I'd like to demonstrate this very briefly by telling a story about my daughter, who is 19 years old. She's very sweet, but she's pretty feckless on some occasions. She lives with me. But she was going to stay one evening with my ex-wife, the same one from whom I got the email, because she was going to take her to the airport the next morning very early. She left our house at 6:00 pm in the evening and off she went. I said, "Bye-bye, Sasha, have a lovely time."
Then, at 1:13 in the morning, I get a call from my ex-wife saying, "Where is she?"
I said, "What do you mean? She left here at 6:00 pm." She's 45 minutes away on the subway, on the Underground.
My ex-wife said, "She's not here. Her phone is turned off. I don't know where she is. We're leaving for the airport in three and half hours' time. What's going on?"
I said, "I'm sorry, I don't know." I tried to ring her—nothing, and so on.
So a little bit of panic ensued at this point. I decided the only way that I could get hold of her was by hacking into her Facebook account. So I got to her Facebook account, I got her user name, and then I put in her password.
Now, how did I know her password? Well, six years ago my daughter had told me, as a 13-year-old, the password that she uses for her Hotmail mail account.

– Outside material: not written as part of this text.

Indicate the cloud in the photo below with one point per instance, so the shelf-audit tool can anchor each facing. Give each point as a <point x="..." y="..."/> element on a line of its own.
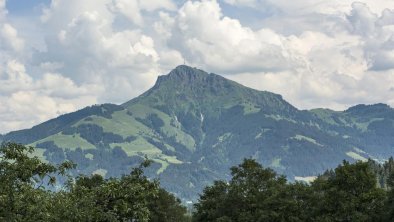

Sure enough, six years later she is still using the same password for all of her accounts everywhere, which is the sort of 1.01 big fail on cyber security, is don't use the same password because your father can hack into your Facebook account as a consequence.
So anyway, we discovered—the extraordinary thing is this was 3 o'clock by now on a Monday morning, and what is really shocking is that at 3 o'clock on Monday morning half of Sasha's friends on her Facebook account are up there chatting at 3 o'clock in the morning, the most extraordinary inanities. You wonder sometimes what is happening to the younger generation. But that is, as I say, by the way.
I put out this message saying: "This is not Sasha. This is her father. She has gone missing. If any of you know where she is, please get in touch with me or her mother. Here are the phone numbers."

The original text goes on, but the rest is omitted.